Using a semistructured qualitative approach, we sought to explore the following questions: (1) where do young people in care seek support for emotional difficulties, both in terms of social support and professional services?; (2) what do they view as barriers to seeking help? and (3) what coping strategies do they use when experiencing emotional difficulties? This study included a focus on more day-to-day coping and help-seeking (eg, if they felt stressed) and coping and help-seeking around more significant mental health difficulties.


Recruitment and sample

We recruited 25 young people aged 10–16 years old. Participants were all part of a larger quantitative study on the mental health and well-being of young people in care.16 We used opportunity sampling, with consecutive young people invited to participate in an optional qualitative interview alongside their participation in the larger study. For the full procedures for the larger study see Hiller et al.16 The sample size was based on general guidance for qualitative methodology.17 18 While clear guidance for sample sizes in qualitative research remains limited, our sample size was chosen to be in line with, or larger than, similar studies in the field.19 20 It was also based on our previous qualitative work with young people in terms of the sample required to reach saturation, with capacity to continue recruitment if it was felt saturation was not reached or the data were inadequate (which was ultimately not the case). The sample size also allowed us to explore views of older and younger children within our age range, and include young people with a range of mental health needs, from those who were managing well to those struggling with chronic mental health difficulties.

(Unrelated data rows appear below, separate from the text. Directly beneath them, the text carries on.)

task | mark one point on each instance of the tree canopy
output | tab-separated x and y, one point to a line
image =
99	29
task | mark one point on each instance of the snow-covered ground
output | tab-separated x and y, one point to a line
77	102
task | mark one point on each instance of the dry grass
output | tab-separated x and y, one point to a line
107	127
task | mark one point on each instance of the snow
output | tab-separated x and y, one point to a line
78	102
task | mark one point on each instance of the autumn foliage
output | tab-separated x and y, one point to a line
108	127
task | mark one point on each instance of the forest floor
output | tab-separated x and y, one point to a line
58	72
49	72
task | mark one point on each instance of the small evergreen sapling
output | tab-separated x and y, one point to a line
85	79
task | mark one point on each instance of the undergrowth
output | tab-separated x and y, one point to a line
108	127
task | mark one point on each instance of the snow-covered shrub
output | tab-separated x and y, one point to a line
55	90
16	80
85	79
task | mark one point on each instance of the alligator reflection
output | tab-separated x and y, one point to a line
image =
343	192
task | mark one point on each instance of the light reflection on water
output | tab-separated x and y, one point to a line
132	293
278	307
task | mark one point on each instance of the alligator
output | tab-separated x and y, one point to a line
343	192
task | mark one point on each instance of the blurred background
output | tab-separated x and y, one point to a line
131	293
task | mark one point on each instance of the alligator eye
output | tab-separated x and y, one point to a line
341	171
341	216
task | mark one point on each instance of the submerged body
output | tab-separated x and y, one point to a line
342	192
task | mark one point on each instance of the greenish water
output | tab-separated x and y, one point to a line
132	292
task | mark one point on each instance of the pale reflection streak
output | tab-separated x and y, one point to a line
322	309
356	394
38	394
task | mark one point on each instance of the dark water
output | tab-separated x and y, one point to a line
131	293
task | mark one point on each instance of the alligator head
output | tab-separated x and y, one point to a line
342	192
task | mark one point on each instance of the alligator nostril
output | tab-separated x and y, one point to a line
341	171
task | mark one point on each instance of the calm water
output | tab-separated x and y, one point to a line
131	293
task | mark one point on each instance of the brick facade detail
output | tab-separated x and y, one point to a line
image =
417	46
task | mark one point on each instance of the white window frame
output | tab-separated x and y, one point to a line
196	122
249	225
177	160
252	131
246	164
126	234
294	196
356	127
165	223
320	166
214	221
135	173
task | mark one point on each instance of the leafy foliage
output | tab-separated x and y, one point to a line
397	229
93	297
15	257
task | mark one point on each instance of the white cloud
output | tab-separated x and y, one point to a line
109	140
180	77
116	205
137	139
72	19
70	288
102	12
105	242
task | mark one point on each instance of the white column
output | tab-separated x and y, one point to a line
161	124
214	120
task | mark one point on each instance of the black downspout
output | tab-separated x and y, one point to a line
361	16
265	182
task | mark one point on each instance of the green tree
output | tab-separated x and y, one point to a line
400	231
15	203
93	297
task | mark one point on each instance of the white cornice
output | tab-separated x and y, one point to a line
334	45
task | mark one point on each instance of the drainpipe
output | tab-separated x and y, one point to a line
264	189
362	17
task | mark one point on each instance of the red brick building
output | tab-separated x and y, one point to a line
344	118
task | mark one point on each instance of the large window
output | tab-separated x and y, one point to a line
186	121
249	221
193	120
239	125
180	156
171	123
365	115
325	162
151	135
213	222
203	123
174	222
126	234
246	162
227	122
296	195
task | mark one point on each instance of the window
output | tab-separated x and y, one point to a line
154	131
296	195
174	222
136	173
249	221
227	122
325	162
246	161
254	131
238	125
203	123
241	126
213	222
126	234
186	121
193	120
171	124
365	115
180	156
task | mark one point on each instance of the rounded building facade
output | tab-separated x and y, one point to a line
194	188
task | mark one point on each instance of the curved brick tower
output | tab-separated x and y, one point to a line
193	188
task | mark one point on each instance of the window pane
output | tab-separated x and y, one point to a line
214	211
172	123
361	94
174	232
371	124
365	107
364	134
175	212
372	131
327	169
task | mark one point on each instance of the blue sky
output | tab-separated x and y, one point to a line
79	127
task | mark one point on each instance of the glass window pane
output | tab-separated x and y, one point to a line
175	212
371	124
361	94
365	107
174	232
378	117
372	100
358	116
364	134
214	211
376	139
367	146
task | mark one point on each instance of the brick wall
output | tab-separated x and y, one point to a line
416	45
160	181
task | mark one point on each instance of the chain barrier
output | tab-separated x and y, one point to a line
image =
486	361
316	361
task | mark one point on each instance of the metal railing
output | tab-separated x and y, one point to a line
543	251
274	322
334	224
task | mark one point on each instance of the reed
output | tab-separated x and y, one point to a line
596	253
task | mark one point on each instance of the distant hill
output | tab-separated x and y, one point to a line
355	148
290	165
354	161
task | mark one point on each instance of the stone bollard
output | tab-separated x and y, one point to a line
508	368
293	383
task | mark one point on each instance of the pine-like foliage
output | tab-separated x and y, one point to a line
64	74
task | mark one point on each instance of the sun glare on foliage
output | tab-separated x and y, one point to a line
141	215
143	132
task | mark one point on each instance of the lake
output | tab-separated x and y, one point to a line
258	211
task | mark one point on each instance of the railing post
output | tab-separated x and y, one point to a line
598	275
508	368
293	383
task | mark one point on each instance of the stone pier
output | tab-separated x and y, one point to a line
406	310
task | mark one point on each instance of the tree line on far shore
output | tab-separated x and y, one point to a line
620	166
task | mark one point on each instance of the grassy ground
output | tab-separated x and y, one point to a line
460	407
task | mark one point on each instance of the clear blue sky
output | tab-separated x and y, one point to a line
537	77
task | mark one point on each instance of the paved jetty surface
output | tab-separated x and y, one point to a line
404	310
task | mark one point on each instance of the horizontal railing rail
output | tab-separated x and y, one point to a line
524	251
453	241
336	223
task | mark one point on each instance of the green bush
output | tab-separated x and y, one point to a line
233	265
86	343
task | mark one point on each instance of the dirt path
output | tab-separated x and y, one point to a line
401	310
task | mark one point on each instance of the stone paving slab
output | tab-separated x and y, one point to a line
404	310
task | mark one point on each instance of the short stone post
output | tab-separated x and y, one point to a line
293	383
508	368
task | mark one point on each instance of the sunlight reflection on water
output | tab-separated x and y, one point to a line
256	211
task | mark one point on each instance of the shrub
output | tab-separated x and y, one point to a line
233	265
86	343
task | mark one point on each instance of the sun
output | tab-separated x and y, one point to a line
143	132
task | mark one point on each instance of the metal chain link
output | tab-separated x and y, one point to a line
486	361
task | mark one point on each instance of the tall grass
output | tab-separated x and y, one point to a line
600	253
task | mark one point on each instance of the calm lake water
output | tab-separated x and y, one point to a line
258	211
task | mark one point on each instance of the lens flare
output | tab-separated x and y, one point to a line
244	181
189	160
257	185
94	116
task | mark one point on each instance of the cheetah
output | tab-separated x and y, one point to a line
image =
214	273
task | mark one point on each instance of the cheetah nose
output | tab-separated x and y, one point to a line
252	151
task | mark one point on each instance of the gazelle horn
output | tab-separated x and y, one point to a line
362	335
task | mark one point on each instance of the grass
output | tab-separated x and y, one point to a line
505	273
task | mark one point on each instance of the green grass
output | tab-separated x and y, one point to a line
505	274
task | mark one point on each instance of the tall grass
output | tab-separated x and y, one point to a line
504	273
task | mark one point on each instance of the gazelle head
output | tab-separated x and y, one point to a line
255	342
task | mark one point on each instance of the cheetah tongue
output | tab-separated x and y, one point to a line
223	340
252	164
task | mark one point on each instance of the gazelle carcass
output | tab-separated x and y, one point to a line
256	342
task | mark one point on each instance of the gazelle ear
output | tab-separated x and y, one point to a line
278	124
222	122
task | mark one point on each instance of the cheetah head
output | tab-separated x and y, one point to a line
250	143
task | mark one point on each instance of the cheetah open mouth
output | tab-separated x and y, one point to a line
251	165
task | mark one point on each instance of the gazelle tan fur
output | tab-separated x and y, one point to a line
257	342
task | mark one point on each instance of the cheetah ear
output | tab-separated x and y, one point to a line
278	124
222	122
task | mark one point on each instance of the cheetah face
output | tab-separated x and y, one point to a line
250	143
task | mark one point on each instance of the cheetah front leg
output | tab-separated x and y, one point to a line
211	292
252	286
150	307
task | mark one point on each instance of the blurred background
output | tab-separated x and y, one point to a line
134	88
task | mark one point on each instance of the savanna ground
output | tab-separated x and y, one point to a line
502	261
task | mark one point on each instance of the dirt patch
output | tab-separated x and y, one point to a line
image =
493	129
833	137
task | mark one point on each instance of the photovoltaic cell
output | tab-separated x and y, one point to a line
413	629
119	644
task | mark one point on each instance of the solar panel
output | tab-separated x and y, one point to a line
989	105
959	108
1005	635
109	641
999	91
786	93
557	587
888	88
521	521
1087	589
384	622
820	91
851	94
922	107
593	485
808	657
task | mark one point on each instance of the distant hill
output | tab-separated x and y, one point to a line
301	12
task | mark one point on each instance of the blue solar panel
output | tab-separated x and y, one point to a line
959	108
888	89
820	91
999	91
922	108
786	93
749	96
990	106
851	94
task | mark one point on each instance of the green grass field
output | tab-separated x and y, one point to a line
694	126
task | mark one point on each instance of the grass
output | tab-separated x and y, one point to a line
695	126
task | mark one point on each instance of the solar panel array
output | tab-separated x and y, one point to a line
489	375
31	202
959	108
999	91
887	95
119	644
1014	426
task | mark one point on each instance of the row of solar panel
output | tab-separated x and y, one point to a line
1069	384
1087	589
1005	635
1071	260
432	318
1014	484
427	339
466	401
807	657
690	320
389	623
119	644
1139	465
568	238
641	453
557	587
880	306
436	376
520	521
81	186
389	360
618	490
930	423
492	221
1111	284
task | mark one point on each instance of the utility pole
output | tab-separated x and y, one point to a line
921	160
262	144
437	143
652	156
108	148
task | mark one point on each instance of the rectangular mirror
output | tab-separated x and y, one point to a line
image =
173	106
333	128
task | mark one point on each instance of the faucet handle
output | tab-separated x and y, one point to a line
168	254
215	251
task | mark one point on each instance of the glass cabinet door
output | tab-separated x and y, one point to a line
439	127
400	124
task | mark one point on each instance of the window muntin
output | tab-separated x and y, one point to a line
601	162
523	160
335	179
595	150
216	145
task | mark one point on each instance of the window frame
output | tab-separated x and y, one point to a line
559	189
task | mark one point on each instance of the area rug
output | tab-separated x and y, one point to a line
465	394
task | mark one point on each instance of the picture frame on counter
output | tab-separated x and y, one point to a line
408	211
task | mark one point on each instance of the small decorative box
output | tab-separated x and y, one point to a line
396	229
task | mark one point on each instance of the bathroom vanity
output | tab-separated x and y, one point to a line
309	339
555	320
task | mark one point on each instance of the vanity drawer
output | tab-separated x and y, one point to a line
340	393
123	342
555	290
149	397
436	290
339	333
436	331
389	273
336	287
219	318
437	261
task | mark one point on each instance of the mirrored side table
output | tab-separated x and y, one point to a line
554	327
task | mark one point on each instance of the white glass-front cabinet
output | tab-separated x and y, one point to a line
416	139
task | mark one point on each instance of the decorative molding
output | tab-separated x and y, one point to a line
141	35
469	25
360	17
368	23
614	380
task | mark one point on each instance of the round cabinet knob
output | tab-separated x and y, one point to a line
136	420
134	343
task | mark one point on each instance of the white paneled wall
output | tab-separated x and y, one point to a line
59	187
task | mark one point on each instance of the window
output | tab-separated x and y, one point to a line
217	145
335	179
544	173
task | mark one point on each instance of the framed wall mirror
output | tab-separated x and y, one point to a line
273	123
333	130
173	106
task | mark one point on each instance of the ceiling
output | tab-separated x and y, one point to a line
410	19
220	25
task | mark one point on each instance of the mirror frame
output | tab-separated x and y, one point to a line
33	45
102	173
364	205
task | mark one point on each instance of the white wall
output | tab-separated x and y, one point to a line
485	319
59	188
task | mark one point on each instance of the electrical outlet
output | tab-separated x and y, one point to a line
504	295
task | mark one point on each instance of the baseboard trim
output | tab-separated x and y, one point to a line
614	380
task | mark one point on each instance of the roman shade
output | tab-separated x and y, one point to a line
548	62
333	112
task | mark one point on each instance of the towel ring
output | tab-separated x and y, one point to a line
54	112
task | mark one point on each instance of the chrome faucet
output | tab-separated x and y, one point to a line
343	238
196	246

Participants came from two local authorities in England. Based on national data, one was a smaller-sized local authority and one was medium-sized, with both in largely urban areas. Informed consent for the young person’s participation was provided by their social worker, while the young person provided informed assent (or consent if 16 years old). Eligibility for participation in the quantitative study were: aged 10–17 years old, on full care order if under 16 years old (where the local authority has acquired parental responsibility for the young person), absence of developmental disability that would preclude the child from mainstream schooling and absence of significant current risk (eg, current severe suicidality). Young people could be in any style of placement, including foster placement with a non-biological carer, kinship placement or residential care home. Descriptive information on the sample is presented in table 1.

Table 1

Sample demographics

Procedure and measures

In-person 1:1 interviews were conducted by two researchers. The lead researcher (RH) had prior training and experience in qualitative research, while the other (EE) was experienced researching with vulnerable young people and adults and received further training specifically on qualitative procedures. We used a 1:1 semistructured interview format, rather than focus group, due to the potential for sensitive information being discussed that young people might not have wished to disclose in a group. For one of these interviews two siblings requested to complete the interview together, while for two interviews the carer remained present at the request of the young people. All others (n=22) had only the young person and interviewer present. RH and EE met regularly throughout the study to monitor the quality of the interviews and reflect on the content. All interviews were audio recorded and later transcribed verbatim. As a thank you for volunteering their time, participants each received a £10 voucher. As per standard risk management and safeguarding procedures, where appropriate, summary letters were provided to social workers to support potential referrals to mental health services.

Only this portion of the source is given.